"Of Kids and Guns"

Regardless of their political leanings, it’s not hard to find urban parents that are not only opposed to their children being around firearms, even in the most responsible of environments, but many seem to oppose their boys or girls playing “cops and robbers” or any sort of imaginary play that would involve play guns, swords, etc.  Even parents more neutral about these topics often preclude certain types of children’s fantasy play, so as not to upset other parents with whom they and their children socialize.  Reports of school officials who have harshly admonished children for making impromptu guns out of sticks and fingers are common knowledge. The erroneous belief is that such play (or, God forbid, being in the vicinity of responsible and educational firearm handling) would stimulate their children’s brains toward realistic violence, perhaps even using real versions of the same toys of their fantasy play.  Is toy weapon fantasy play bad?  How should parents handle children that are unrelentingly interested in guns, swords, knives, and the typical fantasies of childhood play, especially among boys?   

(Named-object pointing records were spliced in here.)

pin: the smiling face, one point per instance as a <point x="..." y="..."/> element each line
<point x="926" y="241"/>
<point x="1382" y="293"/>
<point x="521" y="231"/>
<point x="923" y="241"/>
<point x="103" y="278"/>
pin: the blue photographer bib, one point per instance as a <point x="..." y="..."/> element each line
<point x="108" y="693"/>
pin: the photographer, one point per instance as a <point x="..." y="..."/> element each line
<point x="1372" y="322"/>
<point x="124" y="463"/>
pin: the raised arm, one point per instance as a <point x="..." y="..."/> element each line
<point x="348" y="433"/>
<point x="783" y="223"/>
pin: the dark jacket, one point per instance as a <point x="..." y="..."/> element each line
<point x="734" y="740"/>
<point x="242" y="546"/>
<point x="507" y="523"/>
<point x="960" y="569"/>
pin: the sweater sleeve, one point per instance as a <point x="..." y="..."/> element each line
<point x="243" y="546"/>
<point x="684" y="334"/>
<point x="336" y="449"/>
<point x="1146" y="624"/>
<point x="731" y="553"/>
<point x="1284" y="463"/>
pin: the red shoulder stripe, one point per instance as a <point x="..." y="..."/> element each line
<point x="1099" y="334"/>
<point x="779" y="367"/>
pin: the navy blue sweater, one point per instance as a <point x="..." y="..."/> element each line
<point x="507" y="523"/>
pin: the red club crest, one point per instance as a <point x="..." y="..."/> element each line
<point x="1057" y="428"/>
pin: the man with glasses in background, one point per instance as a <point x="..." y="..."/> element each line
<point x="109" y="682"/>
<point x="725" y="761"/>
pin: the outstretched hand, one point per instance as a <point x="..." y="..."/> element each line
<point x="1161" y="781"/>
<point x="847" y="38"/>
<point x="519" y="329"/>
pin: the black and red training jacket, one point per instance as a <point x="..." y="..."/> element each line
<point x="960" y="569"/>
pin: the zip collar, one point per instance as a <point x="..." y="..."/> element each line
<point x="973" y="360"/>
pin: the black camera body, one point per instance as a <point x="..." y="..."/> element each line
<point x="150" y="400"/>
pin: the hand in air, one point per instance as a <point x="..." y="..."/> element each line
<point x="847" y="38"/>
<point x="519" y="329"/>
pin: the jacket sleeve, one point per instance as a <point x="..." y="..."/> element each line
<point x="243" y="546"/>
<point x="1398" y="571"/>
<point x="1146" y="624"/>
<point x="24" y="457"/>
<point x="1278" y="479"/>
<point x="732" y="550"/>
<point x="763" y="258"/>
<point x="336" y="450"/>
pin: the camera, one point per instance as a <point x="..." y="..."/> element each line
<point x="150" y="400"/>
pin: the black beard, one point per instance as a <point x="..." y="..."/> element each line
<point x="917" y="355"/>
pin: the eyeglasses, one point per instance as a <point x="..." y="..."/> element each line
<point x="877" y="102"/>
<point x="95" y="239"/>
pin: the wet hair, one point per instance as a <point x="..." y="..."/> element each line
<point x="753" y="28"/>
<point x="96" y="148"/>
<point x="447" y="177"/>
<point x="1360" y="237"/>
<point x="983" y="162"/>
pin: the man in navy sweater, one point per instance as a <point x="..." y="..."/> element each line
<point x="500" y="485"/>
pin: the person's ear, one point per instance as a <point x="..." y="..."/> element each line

    Playing with toy swords, guns, knives, etc. is normal boy (many girls, too) behavior.  It is one of the ways children can experiment with the limits of their personal power, work out concepts of good vs. bad, right vs. wrong, the need to make contact with others, and establish himself as a player in the universe.  They may then leave it all behind, healthfully completed in his/her fantasy world. 

    These days, many of our children have a distorted view of firearms, not at all helped by TV and video games. To so many urban children, given the various social environments in which they find themselves, a firearm has often become something other than a tool that has an appropriate place in our society, history, and culture.  It is up to us as parents to correct those distortions, in whatever way we can.  Ultimately, it is the responsibility of each parent to understand his and her child and to know the limitations of what may or may not be appropriate for that child. 

    If you are the parents of an emotionally healthy child who is steadfastly interested in guns, whether or not you come from a shooting tradition in your family or origin, it might be a good idea to see that your child is the recipient of some good and well-established firearm education.  It also may even bring a stronger bond between parent and child, if one of the parents became interested and took part in that education.  This kind of monitored approach, along with parental involvement, may lead to healthy and responsible behavior in the presence of firearms, and perhaps could even extend to other situations that may require a virtuous response in your child.

I welcome the opinions of those with different ideas or thoughts.